State Persistence¶
Where does my task graph go between orchestrator runs?
Everything Bernstein needs to resume after a crash lives in the project's .sdd/ directory. Task specs are YAML files, every state transition is appended to a hash-chained write-ahead log before being applied, and large artifacts are stored content-addressed. On restart the orchestrator reads the WAL, replays uncommitted entries through an idempotency filter, and resumes the tick loop where it left off.
If you only have time for one sentence: kill bernstein run, restart it in the same workdir, and your task graph comes back. The rest of this document explains why.

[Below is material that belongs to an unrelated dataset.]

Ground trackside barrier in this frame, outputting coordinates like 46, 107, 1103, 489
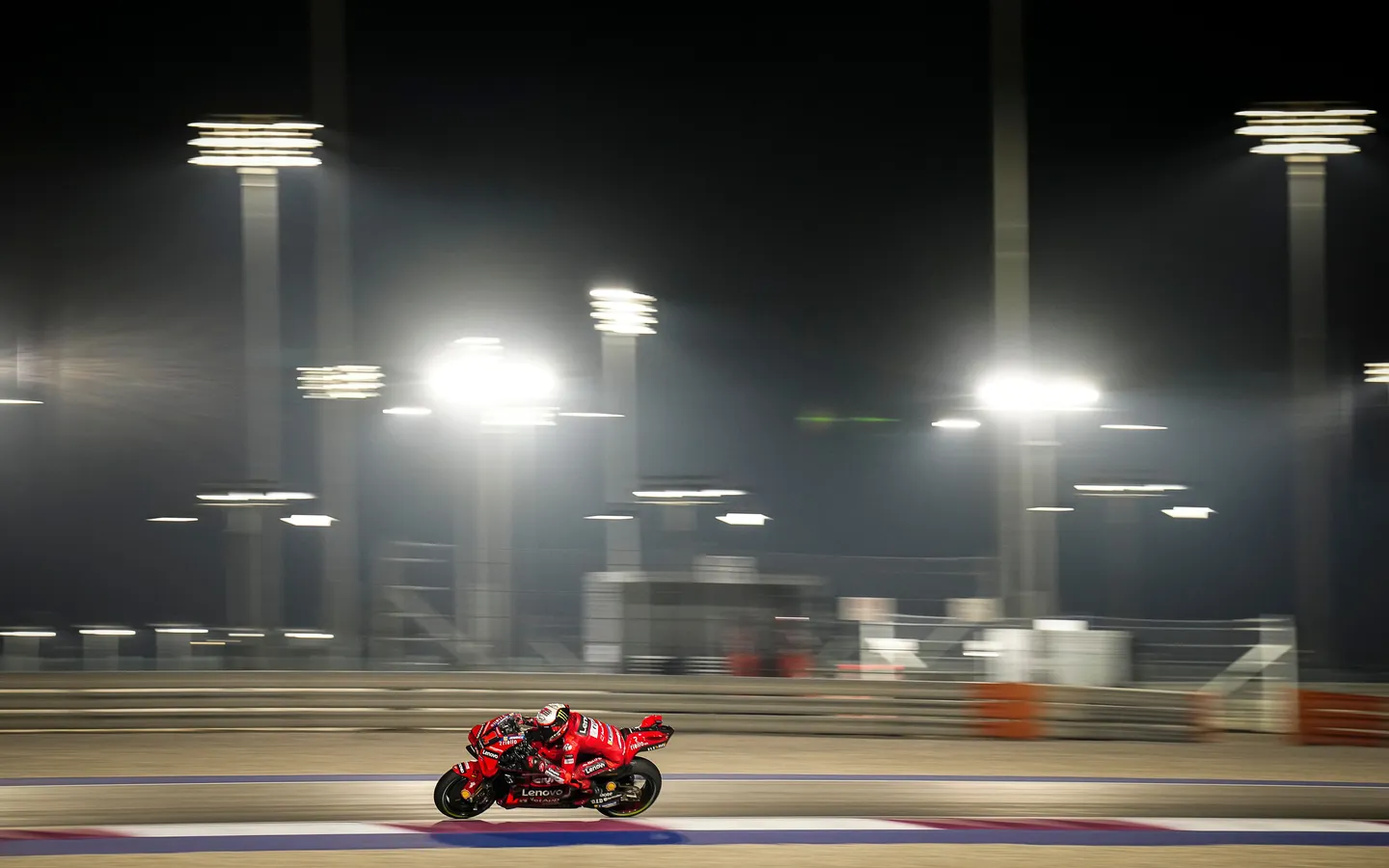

The .sdd/ directory layout¶
Bernstein writes everything under <workdir>/.sdd/. The split between durable (commit-worthy and crash-recoverable) and ephemeral (regenerated each run) is intentional:
| Path | Purpose | Durability |
|---|---|---|
.sdd/backlog/open/*.yaml | Tasks waiting to be picked up by the orchestrator | durable — author by hand or by tool |
.sdd/backlog/claimed/*.yaml | Tasks the orchestrator has ingested into the in-memory store | durable — moved here by ingest_backlog() |
.sdd/backlog/closed/*.yaml | Tasks the janitor has finalised | durable — append-only history |
.sdd/backlog/issues/*.yaml | Tasks synced from GitHub issues | durable — re-synced each run |
.sdd/runtime/wal/<run-id>.wal.jsonl | Hash-chained write-ahead log of every orchestrator decision | durable for crash recovery |
.sdd/runtime/wal/uncommitted.idx.json | Sidecar index of in-flight entries (audit-085) | rebuildable from WAL |
.sdd/runtime/wal/idempotency.jsonl | Replay deduplication markers | durable — survives crashes |
.sdd/metrics/*.jsonl | Cost ledger, cascade chain reports, file-health scores | durable — append-only |
.sdd/cas/{xx}/{sha256} | Content-addressed artifact blobs | durable — deduplicated |
.sdd/audit/merkle/seal-*.json | Tamper-evident audit log seals | durable — compliance evidence |
.sdd/runtime/ (other) | PIDs, sockets, log fragments, agent signals | ephemeral — never commit |
.sdd/worktrees/ | Per-agent git worktrees | ephemeral — recreated on demand |
.sdd/config/mcp_servers.yaml | MCP server auto-discovery catalog | durable — config |
Rule of thumb: anything under .sdd/runtime/ other than wal/ is disposable. Anything under .sdd/backlog/, .sdd/wal/, .sdd/metrics/, .sdd/cas/ or .sdd/audit/ is needed to reconstruct state.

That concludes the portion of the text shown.